According to sources, the Central Power Purchase Agency-G (CPPA-G) will use the loan to repay Rs683 billion in Power Holding Limited (PHL) loans. It will also clear Rs569 billion in interest-based arrears owed to independent power producers (IPPs). Once payments are made, the circular debt figure will drop significantly and be officially updated on the Power Division website.
Moreover, a special Task Force, including Adviser to PM Muhammad Ali and other top officials from SECP, Nepra, and CPPA-G, played a vital role. Through negotiations with IPPs, they managed to waive off Rs387 billion in late payment interest and cleared Rs348 billion through subsidies and payments.
Even after the reduction, Rs561 billion will remain as circular debt, but officials aim to tackle this through better efficiency and reforms in distribution companies (Discos). The remaining liabilities include both interest and non-interest-bearing loans, which will require long-term planning to manage effectively.

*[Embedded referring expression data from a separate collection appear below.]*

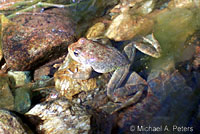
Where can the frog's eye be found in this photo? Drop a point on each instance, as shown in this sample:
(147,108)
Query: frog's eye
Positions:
(76,52)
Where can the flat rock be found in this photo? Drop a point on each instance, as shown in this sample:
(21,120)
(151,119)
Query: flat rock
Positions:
(33,38)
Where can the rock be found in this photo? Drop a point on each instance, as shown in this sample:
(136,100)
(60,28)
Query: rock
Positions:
(30,40)
(125,27)
(22,99)
(47,70)
(67,86)
(11,124)
(1,52)
(59,117)
(19,78)
(6,96)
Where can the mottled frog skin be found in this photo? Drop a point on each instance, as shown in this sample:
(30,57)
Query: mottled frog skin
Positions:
(100,58)
(103,59)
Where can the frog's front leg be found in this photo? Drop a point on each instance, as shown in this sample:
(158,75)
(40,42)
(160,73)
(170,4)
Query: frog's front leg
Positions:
(133,89)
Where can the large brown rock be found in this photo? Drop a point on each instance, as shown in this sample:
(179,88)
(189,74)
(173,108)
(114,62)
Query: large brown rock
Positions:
(33,38)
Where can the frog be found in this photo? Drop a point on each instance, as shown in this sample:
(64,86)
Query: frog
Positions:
(100,58)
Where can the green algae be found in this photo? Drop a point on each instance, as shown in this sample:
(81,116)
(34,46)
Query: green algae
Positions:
(172,29)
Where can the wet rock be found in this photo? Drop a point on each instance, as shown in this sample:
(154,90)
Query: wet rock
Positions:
(33,38)
(125,27)
(59,116)
(22,99)
(46,71)
(67,86)
(1,52)
(6,99)
(11,124)
(183,4)
(138,114)
(19,78)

Meanwhile, consumers will repay the Rs1,275 billion loan over the next six years via an existing surcharge of Rs3.23 per unit on electricity bills. Authorities confirm that no new surcharge will be added, and the rate has already reached the 10% cap, which the IMF has now asked to remove.
This move is expected to bring financial relief to the power sector, improve energy supply reliability, and restore confidence in Pakistan’s commitment to energy reforms and international financial obligations.